For a start, because we have organized joint management and leadership programs for women between IE and the Jordan section of the International Women’s Forum, which I have presided over twice. In addition, I have been a student at IE Business School. I studied in the AMP Blended program, which allowed me, thanks to the enormous diversity of the students, to better understand the needs of other cultures and other sectors. It also gave me the chance to meet some absolutely extraordinary professors. My second course was a GSMP, the Global Senior Management Program directed by IE and by the Business School of the University of Chicago. It totally changed my mentality… I never thought the same way again! I learned to pay special attention to the strategy of companies and to align with the business model.
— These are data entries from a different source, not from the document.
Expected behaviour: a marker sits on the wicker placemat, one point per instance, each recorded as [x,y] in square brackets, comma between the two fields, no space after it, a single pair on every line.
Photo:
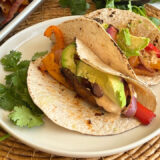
[13,149]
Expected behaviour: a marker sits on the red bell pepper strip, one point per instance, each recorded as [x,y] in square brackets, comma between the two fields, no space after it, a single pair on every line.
[151,47]
[143,114]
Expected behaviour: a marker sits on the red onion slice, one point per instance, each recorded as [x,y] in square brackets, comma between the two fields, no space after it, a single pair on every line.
[131,109]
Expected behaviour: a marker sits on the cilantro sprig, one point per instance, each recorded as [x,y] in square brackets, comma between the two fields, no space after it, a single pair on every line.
[14,95]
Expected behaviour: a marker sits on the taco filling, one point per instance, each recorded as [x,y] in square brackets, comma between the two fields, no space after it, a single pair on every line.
[114,94]
[142,55]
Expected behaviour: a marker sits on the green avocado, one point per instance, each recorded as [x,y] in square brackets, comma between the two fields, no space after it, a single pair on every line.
[131,45]
[67,59]
[111,85]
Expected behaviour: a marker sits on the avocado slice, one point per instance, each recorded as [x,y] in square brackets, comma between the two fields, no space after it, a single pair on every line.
[131,45]
[111,85]
[67,59]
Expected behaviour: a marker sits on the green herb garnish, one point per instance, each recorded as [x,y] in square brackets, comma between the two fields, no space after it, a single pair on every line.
[14,95]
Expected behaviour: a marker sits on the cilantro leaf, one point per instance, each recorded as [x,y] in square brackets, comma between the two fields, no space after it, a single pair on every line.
[15,91]
[39,54]
[7,100]
[23,117]
[156,21]
[78,7]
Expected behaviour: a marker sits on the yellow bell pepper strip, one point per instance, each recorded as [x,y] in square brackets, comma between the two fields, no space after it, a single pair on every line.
[49,63]
[59,45]
[156,65]
[53,69]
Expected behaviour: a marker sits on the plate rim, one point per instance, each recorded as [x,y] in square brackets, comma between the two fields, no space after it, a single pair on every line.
[90,154]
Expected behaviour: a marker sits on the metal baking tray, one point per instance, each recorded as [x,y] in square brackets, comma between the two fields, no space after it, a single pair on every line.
[19,18]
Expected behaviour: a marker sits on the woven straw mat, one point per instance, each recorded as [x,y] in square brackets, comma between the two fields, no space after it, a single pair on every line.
[13,149]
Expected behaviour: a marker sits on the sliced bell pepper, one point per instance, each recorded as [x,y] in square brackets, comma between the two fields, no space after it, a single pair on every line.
[144,115]
[151,47]
[156,65]
[49,63]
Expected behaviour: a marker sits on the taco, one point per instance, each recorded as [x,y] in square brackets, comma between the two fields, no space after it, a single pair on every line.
[77,91]
[137,37]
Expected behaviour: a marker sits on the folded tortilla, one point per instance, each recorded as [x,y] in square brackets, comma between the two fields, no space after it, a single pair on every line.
[64,108]
[143,27]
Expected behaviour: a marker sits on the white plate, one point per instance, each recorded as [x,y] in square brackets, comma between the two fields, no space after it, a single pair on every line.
[156,5]
[54,139]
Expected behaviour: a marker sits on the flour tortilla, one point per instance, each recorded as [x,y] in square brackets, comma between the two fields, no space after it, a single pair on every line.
[95,37]
[142,27]
[62,107]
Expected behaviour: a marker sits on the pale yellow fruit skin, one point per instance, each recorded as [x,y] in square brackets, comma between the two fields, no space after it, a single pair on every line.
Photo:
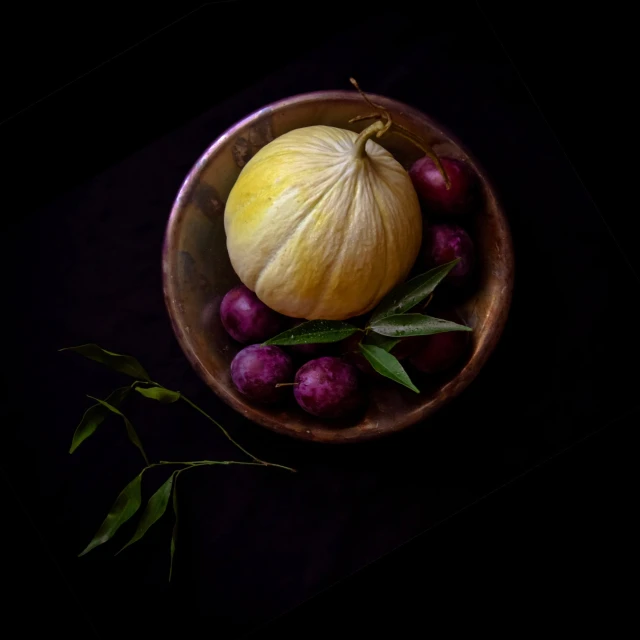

What’s the origin of your passion for defending the cause of women in the Arab world?

That passion comes from my father, who empowered women, defended them… because he believed in them. And of course from my mother too. Both of them made sure that each one of us sisters was more secure and energetic than the previous one. I’ll tell you more about us: one of us works for the African Development Bank; another is a neurosurgeon who’s strongly committed to the fight against feminine sexual mutilation, especially in some African countries; the youngest one is senior vice-president of the Wells Fargo Bank; and I run my own consulting firm, called EN-CAPS. Our parents also taught our brother that he should always respect us. Even when we were 12 or 13 years old and were fighting, they never let him raise a hand against us. My father told him: ‘If you do, you’ll have to leave home.’

So the fight for equality between men and women should begin at home and not in Parliament…
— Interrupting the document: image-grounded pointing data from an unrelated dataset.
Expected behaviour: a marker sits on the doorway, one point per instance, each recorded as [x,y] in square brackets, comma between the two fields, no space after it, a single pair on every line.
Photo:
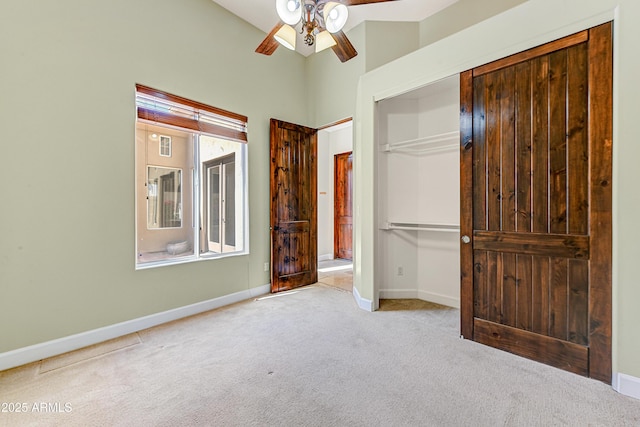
[335,266]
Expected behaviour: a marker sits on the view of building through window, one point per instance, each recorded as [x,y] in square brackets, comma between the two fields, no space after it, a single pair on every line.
[190,187]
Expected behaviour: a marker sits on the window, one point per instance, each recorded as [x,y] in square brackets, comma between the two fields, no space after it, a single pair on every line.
[165,146]
[191,180]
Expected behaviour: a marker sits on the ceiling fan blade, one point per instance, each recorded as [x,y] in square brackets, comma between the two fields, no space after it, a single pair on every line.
[270,44]
[358,2]
[343,48]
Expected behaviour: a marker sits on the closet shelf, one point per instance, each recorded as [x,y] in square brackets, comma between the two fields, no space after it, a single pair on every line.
[451,228]
[428,144]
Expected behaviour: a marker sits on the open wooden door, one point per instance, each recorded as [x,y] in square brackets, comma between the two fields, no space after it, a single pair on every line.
[294,226]
[536,168]
[343,206]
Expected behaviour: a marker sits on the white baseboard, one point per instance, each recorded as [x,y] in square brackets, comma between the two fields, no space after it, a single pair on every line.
[423,295]
[363,303]
[22,356]
[627,385]
[325,257]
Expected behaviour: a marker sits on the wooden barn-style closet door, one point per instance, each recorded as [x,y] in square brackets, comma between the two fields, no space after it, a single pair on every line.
[294,224]
[536,148]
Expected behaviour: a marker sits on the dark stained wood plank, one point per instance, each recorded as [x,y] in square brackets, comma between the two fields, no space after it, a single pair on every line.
[523,147]
[293,190]
[558,245]
[601,142]
[524,298]
[494,287]
[480,291]
[509,291]
[466,204]
[577,142]
[578,316]
[540,145]
[558,298]
[343,48]
[507,142]
[479,155]
[561,354]
[270,44]
[493,147]
[558,142]
[532,53]
[540,295]
[184,101]
[343,217]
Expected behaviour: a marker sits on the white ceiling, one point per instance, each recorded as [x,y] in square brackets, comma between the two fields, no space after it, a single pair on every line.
[262,13]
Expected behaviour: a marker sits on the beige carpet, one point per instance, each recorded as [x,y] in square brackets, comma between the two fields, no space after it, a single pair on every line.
[309,357]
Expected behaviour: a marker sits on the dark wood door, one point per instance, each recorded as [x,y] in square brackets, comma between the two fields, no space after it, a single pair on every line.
[536,139]
[294,228]
[343,206]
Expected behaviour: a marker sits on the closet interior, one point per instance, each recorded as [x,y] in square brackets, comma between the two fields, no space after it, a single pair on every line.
[418,188]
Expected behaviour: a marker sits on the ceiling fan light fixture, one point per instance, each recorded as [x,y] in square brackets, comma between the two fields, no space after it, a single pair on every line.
[335,16]
[290,11]
[324,40]
[286,36]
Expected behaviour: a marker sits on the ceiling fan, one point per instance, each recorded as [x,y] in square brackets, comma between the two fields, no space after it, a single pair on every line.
[321,23]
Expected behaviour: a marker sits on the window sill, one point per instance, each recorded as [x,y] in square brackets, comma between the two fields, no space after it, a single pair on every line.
[187,260]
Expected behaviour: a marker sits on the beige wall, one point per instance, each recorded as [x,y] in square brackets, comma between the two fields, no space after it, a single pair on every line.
[459,16]
[529,24]
[67,114]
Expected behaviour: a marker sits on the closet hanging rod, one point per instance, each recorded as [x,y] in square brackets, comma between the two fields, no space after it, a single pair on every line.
[428,143]
[451,228]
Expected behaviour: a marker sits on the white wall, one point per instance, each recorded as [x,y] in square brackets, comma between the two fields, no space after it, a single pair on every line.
[527,25]
[331,141]
[419,187]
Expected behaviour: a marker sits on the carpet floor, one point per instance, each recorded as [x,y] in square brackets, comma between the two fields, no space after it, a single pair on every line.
[308,357]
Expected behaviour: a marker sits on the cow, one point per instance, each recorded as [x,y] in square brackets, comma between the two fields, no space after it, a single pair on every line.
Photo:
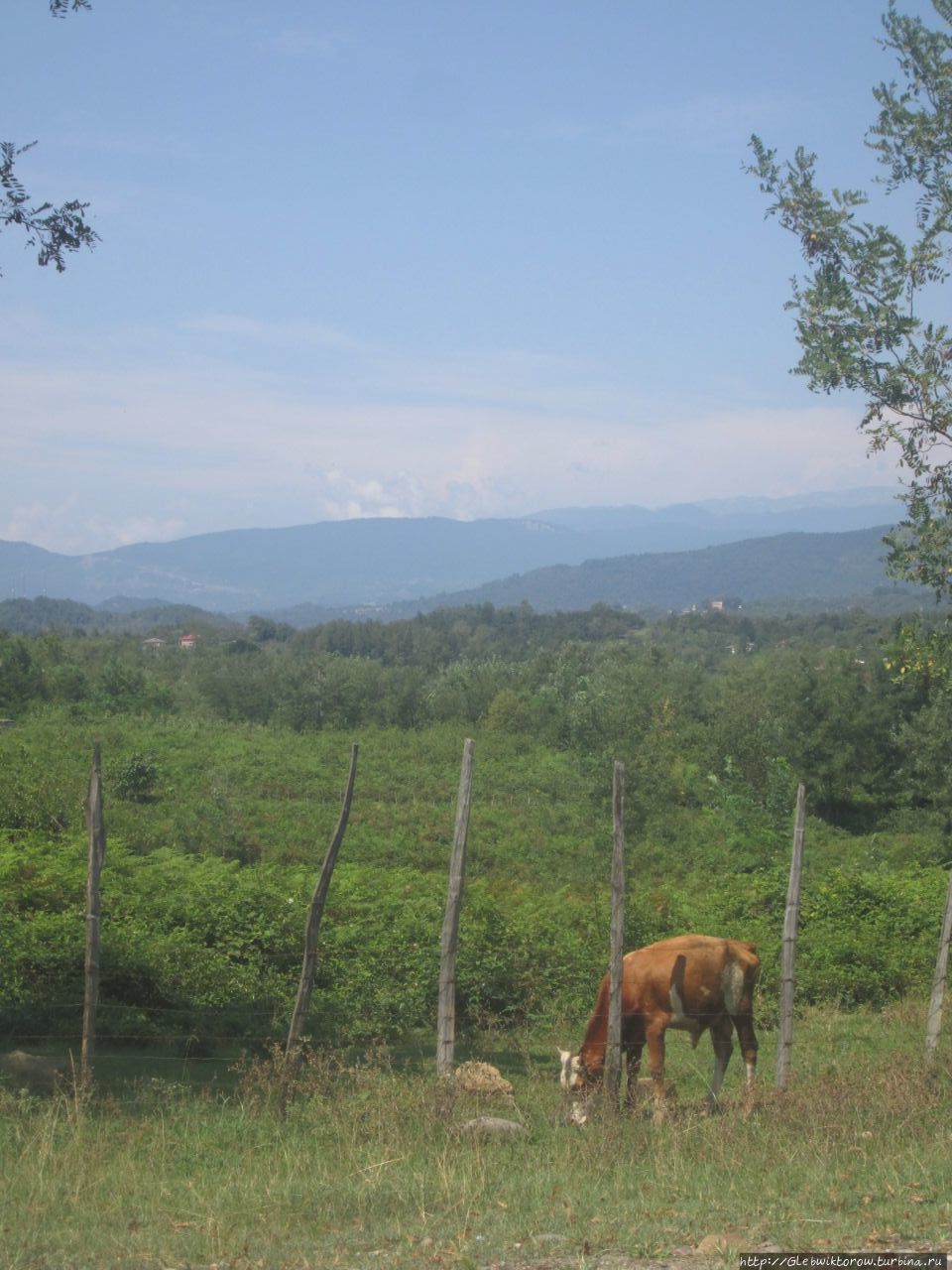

Exactly. Politics is necessary and I sympathize with some of the measures that have been taken to favor equality and the presence of women in management positions. But everything should begin at home. Just as happened to us [she hits the wooden table in her office five times for emphasis], it is the parents who have to educate their children about equal rights and opportunities. My husband and I taught our only son right from the start that there were no women’s chores at home, that we all shared the load, and that I worked just like his father. And today he too defends women’s rights and is demonstrating it by the way he educates his daughter.
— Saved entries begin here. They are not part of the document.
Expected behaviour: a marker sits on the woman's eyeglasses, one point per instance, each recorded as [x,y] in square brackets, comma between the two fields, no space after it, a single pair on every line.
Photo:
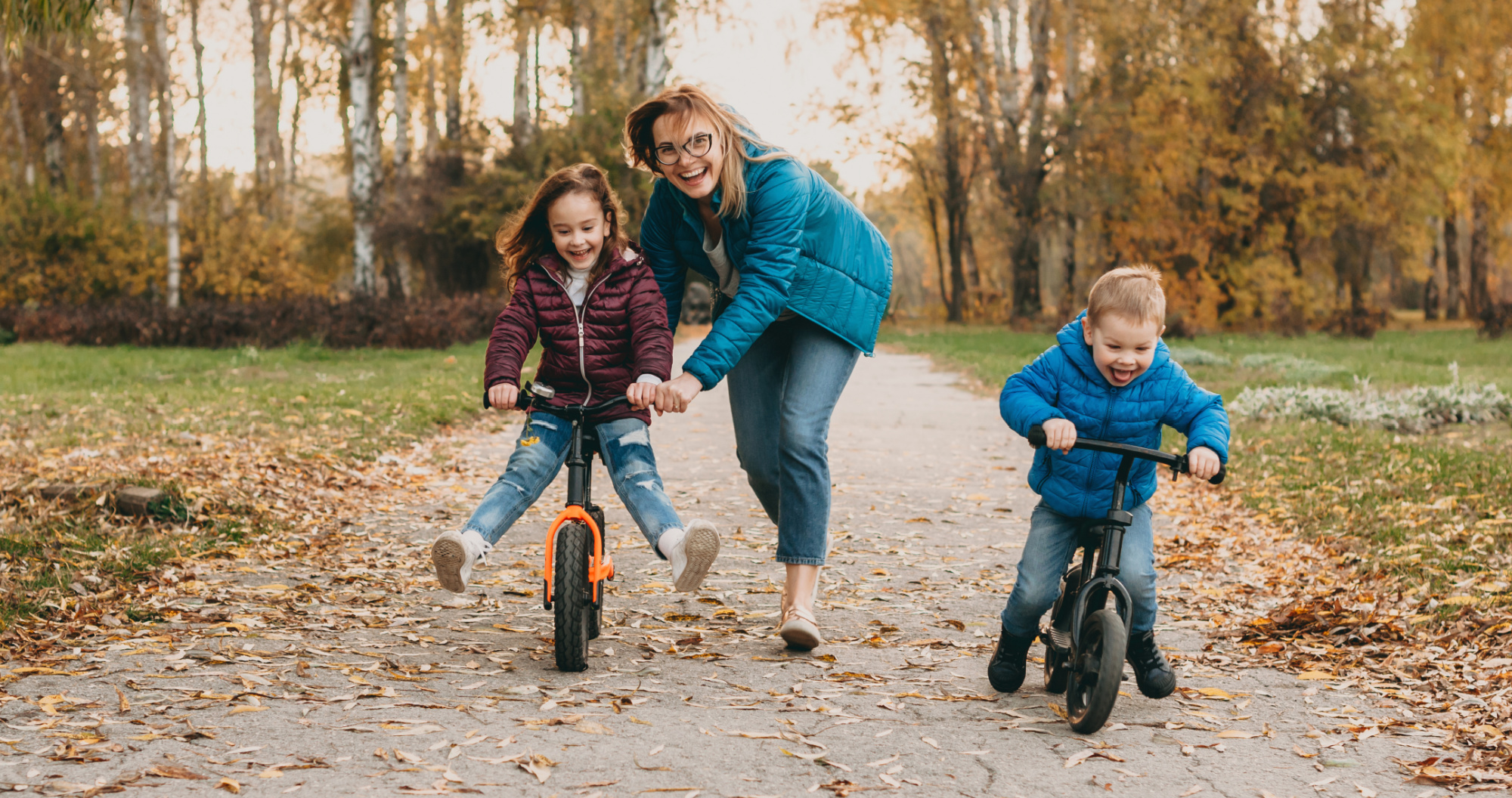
[698,147]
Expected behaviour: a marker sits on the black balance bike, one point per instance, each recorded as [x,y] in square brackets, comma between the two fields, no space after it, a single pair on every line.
[1086,642]
[577,566]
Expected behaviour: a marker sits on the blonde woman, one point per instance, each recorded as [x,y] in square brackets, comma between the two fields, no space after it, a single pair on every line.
[802,280]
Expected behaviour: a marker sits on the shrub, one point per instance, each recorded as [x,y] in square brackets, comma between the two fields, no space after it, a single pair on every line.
[415,324]
[1410,410]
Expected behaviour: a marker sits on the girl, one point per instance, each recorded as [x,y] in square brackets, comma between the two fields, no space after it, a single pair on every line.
[577,283]
[804,282]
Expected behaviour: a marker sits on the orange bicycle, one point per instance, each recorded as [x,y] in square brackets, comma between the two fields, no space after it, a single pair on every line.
[577,564]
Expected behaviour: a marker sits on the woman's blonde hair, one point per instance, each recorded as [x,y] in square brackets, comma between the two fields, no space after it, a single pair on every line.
[731,129]
[525,237]
[1130,292]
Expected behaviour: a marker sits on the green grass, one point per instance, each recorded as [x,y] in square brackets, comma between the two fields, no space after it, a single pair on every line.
[117,403]
[1424,509]
[57,398]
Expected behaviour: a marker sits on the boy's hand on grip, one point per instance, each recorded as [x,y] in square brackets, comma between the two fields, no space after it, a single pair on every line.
[642,395]
[504,395]
[1061,435]
[1203,463]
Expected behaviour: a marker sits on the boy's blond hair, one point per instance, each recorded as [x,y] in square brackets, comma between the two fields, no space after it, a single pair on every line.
[1130,292]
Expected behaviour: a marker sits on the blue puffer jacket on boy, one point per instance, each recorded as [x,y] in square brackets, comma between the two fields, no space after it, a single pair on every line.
[1065,383]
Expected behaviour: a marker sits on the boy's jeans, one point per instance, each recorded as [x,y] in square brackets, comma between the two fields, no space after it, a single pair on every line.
[627,448]
[1047,555]
[782,395]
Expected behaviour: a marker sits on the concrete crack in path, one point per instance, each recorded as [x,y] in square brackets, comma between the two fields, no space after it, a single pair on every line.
[355,675]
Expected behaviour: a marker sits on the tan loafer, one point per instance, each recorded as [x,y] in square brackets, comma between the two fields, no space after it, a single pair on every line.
[801,629]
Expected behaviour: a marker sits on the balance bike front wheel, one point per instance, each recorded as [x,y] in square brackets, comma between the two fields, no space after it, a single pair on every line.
[1097,669]
[574,604]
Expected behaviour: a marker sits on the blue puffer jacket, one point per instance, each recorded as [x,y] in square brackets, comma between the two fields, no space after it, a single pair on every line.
[799,246]
[1065,383]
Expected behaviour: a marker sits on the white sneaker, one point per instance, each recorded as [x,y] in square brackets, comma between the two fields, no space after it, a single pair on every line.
[454,555]
[692,554]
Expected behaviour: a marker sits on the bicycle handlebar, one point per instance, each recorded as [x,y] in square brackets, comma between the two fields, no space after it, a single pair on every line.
[1179,463]
[528,400]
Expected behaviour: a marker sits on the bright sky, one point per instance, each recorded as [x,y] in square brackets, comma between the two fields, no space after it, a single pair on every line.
[767,60]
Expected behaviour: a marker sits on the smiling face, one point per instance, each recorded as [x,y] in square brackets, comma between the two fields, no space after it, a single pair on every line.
[693,176]
[578,229]
[1121,348]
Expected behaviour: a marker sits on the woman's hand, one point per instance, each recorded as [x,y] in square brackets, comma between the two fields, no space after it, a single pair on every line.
[642,395]
[503,397]
[678,394]
[1203,463]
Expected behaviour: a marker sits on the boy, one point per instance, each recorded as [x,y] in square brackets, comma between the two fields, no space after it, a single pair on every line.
[1112,379]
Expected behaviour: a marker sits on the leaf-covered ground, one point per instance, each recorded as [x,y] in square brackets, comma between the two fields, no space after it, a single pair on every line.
[320,655]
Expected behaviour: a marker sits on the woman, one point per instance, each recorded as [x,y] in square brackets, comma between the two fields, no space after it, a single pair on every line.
[802,282]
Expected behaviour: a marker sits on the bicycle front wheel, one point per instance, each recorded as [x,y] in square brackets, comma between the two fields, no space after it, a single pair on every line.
[1097,670]
[574,602]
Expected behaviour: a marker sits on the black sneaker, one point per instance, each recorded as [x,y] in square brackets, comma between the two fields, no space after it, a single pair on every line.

I’ve also heard you say that you think women and men are very different in companies. And you don’t just say that as a defender of the equality of the sexes, but also as a consultant who has advised multinationals to invest in their female workers.

The fact is that we women lead and manage differently. Men tend to see problems with less attention to details but with more perspective and an overall vision that we women sometimes lack. Women are more systematic and more perfectionist than men at work, but it’s important that they not let their perfectionism and attention to detail prevent them from seeing a problem overall. Another priority in women’s agendas should be to learn to cooperate among ourselves instead of seeing each other as rivals. We have to understand that to achieve equality we also need to cooperate with men.

Even an energetic and secure woman like you must have bad days…. What inspires you then to make the supreme effort?

I usually don’t say this but I will: I am a Christian and I have great faith. My grandfather was a pastor in Sudan. In addition, I’m convinced that each time that I don’t achieve something, I’m failing myself. I’m convinced that if I don’t take care of myself, then nobody will. I’ve been a widow for the past 24 years and my only child, Michael, lives far away. What also helps me to keep going is the feeling that I have a responsibility to give back to my family and to society everything they’ve given me.